Who here remembers Minority Report? In the movie, government establishes a unit called Pre Crime. Pre-Crime’s job is to determine who is about to commit a crime and arrest the potential criminal before any harm is done. Sounds a lot like the new television series, “Person of Interest.” I’ve been meaning to write about that one for awhile, as the data management challenges are rampant. And then, New York said they were trying to actually do it. Wow.
Short run-down from the newspaper article on Slashdot:
The Domain Awareness System will draw data from 911 calls, previous crime reports, license-plate readers, law-enforcement databases, environmental sensors, and roughly 3,000 closed-circuit cameras. It will rely on the New York City Wireless Network (NYCWiN), a high-speed wireless broadband infrastructure that allows city agencies to rapidly transmit data, and used for everything from emergency response to reading meters.
I love this snippet, because it highlights the approach many are taking to the big data mentioned above.
Challenge: How do I analyze large volumes of data from many different sources? Sources that were not ever intended to work together and have been defined and maintained by organizations that did not intend to work together (utility meters and license plate readers, anyone?)?
Solution: Make it possible to move (and store) those large amounts of data.
Storage and movement are definitely required. No issues there. But New York is going to be most unimpressed with their return on investment if they ignore these key requirements:
- Comprehensive information modeling across multiple sources: Again, these disparate sources were never designed to come together in one great analytics whoosh. How does the Customer information map to the Tenant information (utility meters)? And how does that compare to the license plate owner (corporate information in the DMV) and the driver of the vehicle?
- Metadata definitions: Which metadata will the closed circuit cameras log? Which elements will be searchable? How will that metadata map to other systems metadata (license plate readers, for example)?
- Ownership: Ooooo….love this one. The owner of “citizen” cannot effect change in any of the subscribing systems. The utility company, for example, is not going to change the definition of customer/tenant to conform with previous crime reports.
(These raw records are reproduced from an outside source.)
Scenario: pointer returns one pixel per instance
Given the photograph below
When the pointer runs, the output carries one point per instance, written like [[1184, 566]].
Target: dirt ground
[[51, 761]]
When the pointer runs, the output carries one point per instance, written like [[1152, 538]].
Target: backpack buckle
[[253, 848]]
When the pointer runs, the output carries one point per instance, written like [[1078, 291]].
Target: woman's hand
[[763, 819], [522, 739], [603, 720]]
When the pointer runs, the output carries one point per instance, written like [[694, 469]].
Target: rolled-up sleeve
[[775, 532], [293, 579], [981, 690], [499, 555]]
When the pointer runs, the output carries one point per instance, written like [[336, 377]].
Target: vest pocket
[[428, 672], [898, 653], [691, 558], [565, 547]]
Which means that the data owner must instead understand all of the data elements, how they will exactly be transformed (and be checking the accuracy of that transformation), and how the elements from all of the different sources are aggregating. Big job. You should be catching a whiff of information governance here…
- Quality: First, let’s make the very risky assumption that each subscribing agency is cleaning their own data. (Let’s hope there is an SLA in place to assure that.) The written crime report could say 205 Avenue of the Americas, and the license plate could register to 205 Sixth Avenue. Both are correct. Should those roll up to the same citizen? (Yes, but you would not know that by looking at the record.) Are L. Eric Johnson, Lawrence E. Jonson, Larry Johnson, and Eric Johnson the same person? Can we rely on their address for verification? (Not with this wide swath of historical data and the frequency of relocating.)
What a massive coordination job! Let me throw one last fly in the soup: collection methods and human incentives. What is the incentive of the 911 operator? Determine the scope of the emergency and dispatch help. They are not rewarded for capturing the full legal name of a caller or victim. Neither are they rewarded for capturing exactly where the caller lives—rather, they need the scene of the crime.
Now. As your company attacks big predictive analytics projects, what is their solution? Without addressing the breadth of challenges listed above, your big data challenge will remain a challenge. You may end up with a report, but the report cannot spur real insight unless classic EIM best practices are followed.